Have you ever heard of ikigai? The Japanese concept which gives four simple requirements for a happy career:

  • Do what you love.
  • Do what you are good at.
  • Do what impacts the world.
  • Do what you can get paid for.

I often think about it for myself and for my students. Is this good advice for finding a career path?

I like that ikigai separates the first two requirements: passion and gift. Many of my students do not see the difference, as passion and gift are highly correlated. When you love something, you practice it and become better at it. When you are good at something, it becomes easy and enjoyable.

Nonetheless, passion and gift are different. Unfortunately, I’ve seen students who are good at math only because their parents push them, but they do not love it. Some of them already found their passion but are afraid to tell their parents. Some haven’t yet found their passion, but it is perfectly clear that math is not it. So, a gift doesn’t imply passion.

What about the other way around? My programs are too selective, so I haven’t seen students who are not gifted in math. I will use myself as an example. I have always passionately loved dancing, but it is obvious that my dancing career would have been a disaster. I am very happy I closed that career path in fifth grade.

Anyway, the first two ikigai requirements are not the same, and both are necessary.

The third ikigai requirement is about doing what the world needs. Impacting the world is a great motivator and makes you feel good. And yet, I see happy and successful mathematicians who only care about the beauty of what they are doing and nothing else. This requirement is important but might not be a deal breaker for everyone.

The last ikigai requirement is crucial. If you are not being paid for your efforts, it is not a career; it is a hobby. I got attracted to it because it includes an important caveat: you need to find people who want to pay you for what you can offer. I recently wrote an essay Follow Your Heart? about many young aspiring opera singers who ignored this last requirement and ended up changing careers.

Nevertheless, the whole concept of ikigai bugs me. People who find their dream job might agree to work for much less pay than they are worth. It opens them up to potential exploitation by greedy employers.

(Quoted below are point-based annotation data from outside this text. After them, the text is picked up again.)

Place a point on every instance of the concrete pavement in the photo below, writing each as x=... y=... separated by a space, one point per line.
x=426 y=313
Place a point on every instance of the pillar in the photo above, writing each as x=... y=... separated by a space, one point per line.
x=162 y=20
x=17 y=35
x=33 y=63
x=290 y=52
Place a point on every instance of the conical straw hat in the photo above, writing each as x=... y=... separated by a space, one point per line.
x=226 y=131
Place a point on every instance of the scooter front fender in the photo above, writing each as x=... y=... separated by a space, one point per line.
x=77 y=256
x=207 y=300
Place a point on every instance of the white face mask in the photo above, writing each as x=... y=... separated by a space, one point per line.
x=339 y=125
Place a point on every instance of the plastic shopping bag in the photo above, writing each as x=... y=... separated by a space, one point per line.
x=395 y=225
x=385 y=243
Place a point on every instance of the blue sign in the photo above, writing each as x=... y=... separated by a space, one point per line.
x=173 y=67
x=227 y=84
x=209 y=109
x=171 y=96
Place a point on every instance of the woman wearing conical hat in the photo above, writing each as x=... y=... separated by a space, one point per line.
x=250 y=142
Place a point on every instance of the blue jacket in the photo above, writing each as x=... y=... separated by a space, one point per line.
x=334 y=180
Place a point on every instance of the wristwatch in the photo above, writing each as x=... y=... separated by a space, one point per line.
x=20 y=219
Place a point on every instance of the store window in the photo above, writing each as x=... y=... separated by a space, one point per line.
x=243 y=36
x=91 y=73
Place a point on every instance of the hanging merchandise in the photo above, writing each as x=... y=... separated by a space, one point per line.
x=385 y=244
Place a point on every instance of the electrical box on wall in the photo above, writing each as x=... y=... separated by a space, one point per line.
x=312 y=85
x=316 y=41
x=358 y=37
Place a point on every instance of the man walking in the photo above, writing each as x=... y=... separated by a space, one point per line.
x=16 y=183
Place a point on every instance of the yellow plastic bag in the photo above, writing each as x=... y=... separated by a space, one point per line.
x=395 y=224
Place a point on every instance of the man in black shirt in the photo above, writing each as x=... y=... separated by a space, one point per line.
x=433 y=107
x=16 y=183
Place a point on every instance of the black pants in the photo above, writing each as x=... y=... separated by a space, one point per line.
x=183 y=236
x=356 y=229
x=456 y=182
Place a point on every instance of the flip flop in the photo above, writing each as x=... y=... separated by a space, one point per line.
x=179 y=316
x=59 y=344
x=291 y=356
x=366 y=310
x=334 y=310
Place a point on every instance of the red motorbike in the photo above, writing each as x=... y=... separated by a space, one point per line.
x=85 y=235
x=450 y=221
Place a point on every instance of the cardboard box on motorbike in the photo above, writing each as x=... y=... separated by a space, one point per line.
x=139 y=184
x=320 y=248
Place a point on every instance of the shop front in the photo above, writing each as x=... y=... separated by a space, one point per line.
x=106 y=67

Have I reached my ikigai? Judging by my low pay, I am close.



  1. Ivan:

    The “passion vs. gift” dilemma was resolved by G.K. Chesterton in the following manner, “If a thing is worth doing, it is worth doing badly.”

    With respect to the last two requirements, there is a great quote from William Dunham, “But it was not its worldly utility that led Euclid or Archimedes or Georg Cantor to devote so much of their energy and genius to mathematics. These individuals did not feel compelled to justify their work with utilitarian applications any more than Shakespeare had to apologize for writing love sonnets instead of cookbooks or van Gogh had to apologize for painting canvases instead of billboards.”

  2. Paris:

    I think “do” must be replaced with “search” (first). What you really love and what are good for are not obvious things. Especially when you are young. And I would add, don’t cease searching before you really find it.